Google schießt scharf gegen aggressive Interstitial Ads auf mobilen Websites

Um die Qualität seiner Suchergebnisse weiter zu verbessern, hat der Suchmaschinengigant Google eine erneute „Aufräumaktion“ für Januar 2017 angekündigt: Ab dem neuen Jahr sollen mobile Seiten mit sogenannter Insistial Ads abgestraft und im Suchranking deutlich nach unten korrigiert werden.

Interstitials – Der Werbungszwang im Internet

Wegzoll zum Zielcontent

Bei den Interstitials handelt es sich um Pop-up-Werbung, die über den kompletten Bildschirm eingeblendet wird, bevor die aufgerufene Webseite erscheint. Entsprechend ist der Nutzer gezwungen, die Werbung geduldig abzuwarten oder das Laden abzubrechen und auf den ursprünglich gewünschten Inhalt zu verzichten. Pop-up-Werbung war schon immer bei vielen Nutzern verpönt, doch erreichen die Interstitials eine neue Qualität an Aggression, die Google zunächst im mobilen Sektor nun unterbinden will.

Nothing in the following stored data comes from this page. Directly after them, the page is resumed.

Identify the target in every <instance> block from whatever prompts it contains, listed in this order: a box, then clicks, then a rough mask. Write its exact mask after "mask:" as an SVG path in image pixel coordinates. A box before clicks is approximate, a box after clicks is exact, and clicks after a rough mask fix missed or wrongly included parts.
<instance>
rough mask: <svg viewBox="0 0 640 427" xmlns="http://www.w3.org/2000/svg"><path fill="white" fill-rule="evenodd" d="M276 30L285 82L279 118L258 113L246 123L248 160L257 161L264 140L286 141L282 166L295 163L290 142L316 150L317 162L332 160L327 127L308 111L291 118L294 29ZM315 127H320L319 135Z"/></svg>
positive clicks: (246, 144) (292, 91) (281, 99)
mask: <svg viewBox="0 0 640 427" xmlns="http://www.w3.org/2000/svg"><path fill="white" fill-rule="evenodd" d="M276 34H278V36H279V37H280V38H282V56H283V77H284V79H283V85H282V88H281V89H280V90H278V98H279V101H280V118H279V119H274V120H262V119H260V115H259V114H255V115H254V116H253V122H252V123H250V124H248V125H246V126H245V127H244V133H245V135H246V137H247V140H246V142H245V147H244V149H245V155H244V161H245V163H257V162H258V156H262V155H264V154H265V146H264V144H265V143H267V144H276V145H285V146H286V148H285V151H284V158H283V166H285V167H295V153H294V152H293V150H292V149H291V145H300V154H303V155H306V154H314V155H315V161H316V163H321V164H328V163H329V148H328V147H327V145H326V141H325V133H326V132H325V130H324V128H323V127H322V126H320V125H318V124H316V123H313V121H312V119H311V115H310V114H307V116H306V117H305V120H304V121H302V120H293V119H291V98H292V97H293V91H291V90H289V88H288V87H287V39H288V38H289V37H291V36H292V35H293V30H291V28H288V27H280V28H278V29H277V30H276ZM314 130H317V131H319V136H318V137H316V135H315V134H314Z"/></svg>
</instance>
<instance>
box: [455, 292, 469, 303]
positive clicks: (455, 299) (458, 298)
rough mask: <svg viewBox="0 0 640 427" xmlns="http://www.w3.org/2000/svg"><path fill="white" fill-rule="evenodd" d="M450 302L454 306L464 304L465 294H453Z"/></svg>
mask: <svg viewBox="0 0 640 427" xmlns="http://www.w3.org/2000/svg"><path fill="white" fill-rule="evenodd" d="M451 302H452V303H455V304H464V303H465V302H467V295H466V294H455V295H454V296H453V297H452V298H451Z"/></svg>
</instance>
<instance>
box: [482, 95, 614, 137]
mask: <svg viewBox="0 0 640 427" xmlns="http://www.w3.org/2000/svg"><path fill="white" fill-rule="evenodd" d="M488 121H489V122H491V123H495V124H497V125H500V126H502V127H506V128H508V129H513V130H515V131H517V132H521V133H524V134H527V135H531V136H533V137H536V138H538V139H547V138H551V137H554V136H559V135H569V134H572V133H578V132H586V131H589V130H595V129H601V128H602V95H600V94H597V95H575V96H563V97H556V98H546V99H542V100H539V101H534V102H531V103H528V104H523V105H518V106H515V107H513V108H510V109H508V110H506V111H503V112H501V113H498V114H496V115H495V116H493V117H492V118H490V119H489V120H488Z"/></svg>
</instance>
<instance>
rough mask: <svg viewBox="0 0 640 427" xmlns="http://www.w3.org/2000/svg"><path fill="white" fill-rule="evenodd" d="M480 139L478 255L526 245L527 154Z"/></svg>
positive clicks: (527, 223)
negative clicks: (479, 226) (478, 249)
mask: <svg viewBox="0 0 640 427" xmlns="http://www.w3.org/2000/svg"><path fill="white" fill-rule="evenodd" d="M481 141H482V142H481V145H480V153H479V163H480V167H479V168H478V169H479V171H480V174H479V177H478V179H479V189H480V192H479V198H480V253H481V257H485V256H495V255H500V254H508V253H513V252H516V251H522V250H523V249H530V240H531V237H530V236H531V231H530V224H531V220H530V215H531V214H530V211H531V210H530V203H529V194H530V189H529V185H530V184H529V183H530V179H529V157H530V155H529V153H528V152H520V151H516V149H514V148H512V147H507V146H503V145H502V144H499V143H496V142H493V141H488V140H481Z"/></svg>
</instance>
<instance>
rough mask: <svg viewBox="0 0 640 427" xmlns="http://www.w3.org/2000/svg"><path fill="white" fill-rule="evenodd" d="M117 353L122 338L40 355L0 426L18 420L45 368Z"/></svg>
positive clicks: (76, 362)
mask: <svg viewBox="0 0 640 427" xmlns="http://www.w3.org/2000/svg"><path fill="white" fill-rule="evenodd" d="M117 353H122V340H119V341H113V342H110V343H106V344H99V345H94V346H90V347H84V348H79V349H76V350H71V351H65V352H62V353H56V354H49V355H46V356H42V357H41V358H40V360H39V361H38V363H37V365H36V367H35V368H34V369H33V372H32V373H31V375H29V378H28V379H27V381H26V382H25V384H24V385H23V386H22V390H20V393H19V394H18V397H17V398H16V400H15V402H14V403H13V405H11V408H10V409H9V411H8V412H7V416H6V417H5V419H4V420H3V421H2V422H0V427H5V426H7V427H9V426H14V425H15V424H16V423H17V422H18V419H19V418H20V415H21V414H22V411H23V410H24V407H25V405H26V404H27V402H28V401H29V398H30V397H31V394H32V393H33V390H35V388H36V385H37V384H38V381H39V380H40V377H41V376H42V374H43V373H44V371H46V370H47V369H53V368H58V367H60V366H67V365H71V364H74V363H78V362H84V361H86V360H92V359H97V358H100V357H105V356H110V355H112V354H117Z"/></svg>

Qualität soll selbstverständlich werden

Google streicht Hervorhebung „mobile-friendly“

Wer bislang Googles Qualitätsrichtlinien für mobile Websites einhält, wird in den Suchergebnissen durch den Zusatz „mobile-friendly“ hervorgehoben. Diese Praktik entfällt ebenfalls ab Januar nächsten Jahres, weil die qualitativen Seiten durch die Abstrafung der Pop-up-Seiten automatisch an die vorderen Positionen der Suchergebnisse rutschen – so wird es jedenfalls erwartet. Wie sich die Änderung der Suchmaschine tatsächlich auswirkt, wird einmal mehr die Zeit zeigen müssen.